Thursday, 10 May 2007

2002 - Driving Forward With Agoraphobia

2002 opened with optimism. Marie was more mobile than she had been for years. This was the state of her agoraphobia at the time - she couldn't...
  • Stay on her own anywhere, anytime
  • Walk more than 2 metres (yards) from the car if in the countryside
  • Use any form of public transport
But, she could...
  • Walk up to half a mile in a street lined with shops - as long as the shops were open
  • Go into quite large buildings - e.g. supermarkets, the theatre, the cinema, the Doctor's surgery
  • Walk around open-air markets and car boot sales
  • Stay with several people other than me in their houses
  • Travel with most people in their cars
On the down side - but not all that much down, her OCD had got worse. Now, before we went anywhere, she needed...
  • A heavy coat or jumper (no matter what the weather
  • Her shopping-bag sized shoulder bag (no substitute was allowed)
  • Her keys
  • A bottle of soft drink
  • Her mobile phone
  • My mobile phone (new)
  • Our son's pram (even if he wasn't with us) (new)
It seemed to me that it was time to try to push back the barriers further.

I had heard of people whose first aid to reducing their agoraphobia was learning to drive. When Marie was 17, she had taken several driving lessons. Her driving licence was still current, so I insured her to drive my car and persuaded her try driving it. We had several sessions on a deserted road near us, and then as her confidence grew, she gradually started to drive in traffic.

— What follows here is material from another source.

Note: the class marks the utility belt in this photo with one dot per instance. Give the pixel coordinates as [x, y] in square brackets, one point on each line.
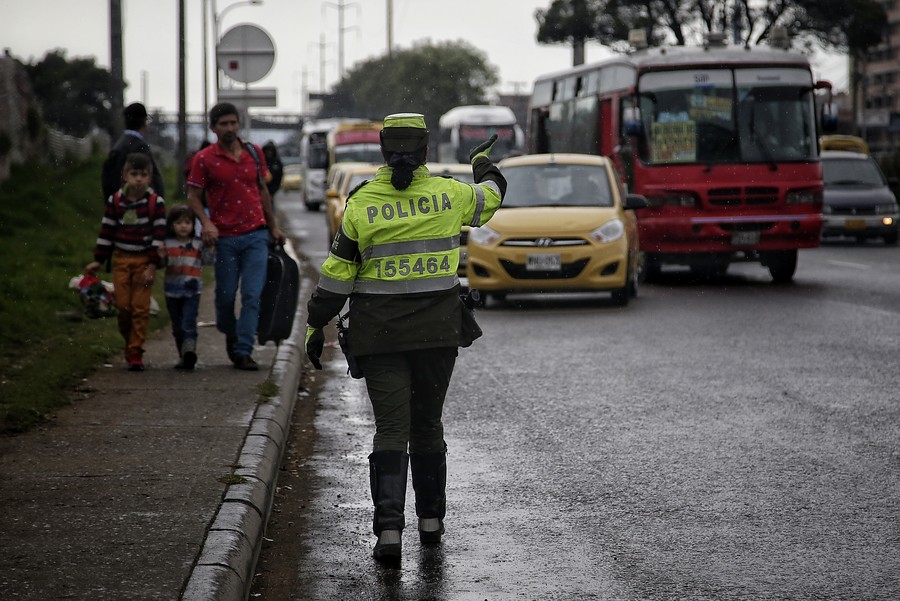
[469, 330]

I had a Renault Espace at the time (a 7-seater people carrier or MPV) and few people would choose to learn to drive in a car so big, but Marie got on well.

Marie learned to drive in one of these!
Soon Marie could drive from our house to her parent's house - over 70 miles. At that time I used to go to Bristol quite frequently, on business, and Marie sooned learned how to cope with city traffic. (I was always with her wherever she went, of course.) Then Marie started to go places with other people (they had to hold a full licence), and even went to her parents' house one day with a neighbour.

I thought it was time to give her a further incentive. I promised to buy her a car if she would try to pass the driving test. Marie agreed, and soon had passed her theory test and was taking lessons from a driving instructor to get her ready for the test.

Near the end of 2002, we spotted the car that Marie wanted in a car magazine advertisement. Off we went to London with one of my daughters who could drive, checked out and bought the car. My daughter drove it back home for us while Marie and I followed.

Marie's dream car
Marie and I made plans. After she got her full driving licence, she would get a job nearby that she could drive to. This would mean a life outside our house, and not being tied to me most of the time. She could start to drive to her friends' houses in our town. Later, she might be able to drive to the next village - 2.5 miles, then perhaps the next town where there was a supermarket - 10 miles, and then....who knows?

1 comment:

lisar said...

Your story touched me. I have had agoraphobia for most of my life, though at times I have been much better. I think it is so touching to me because of your love for Marie. Not to say that a person who suffers from this is not loveable. I had a fiance and live in boyfriend for 13 years. He left me a year ago for someone else, and said it was because I could not give him the life he wanted. I was so devastated. I'm just touched at your love for her.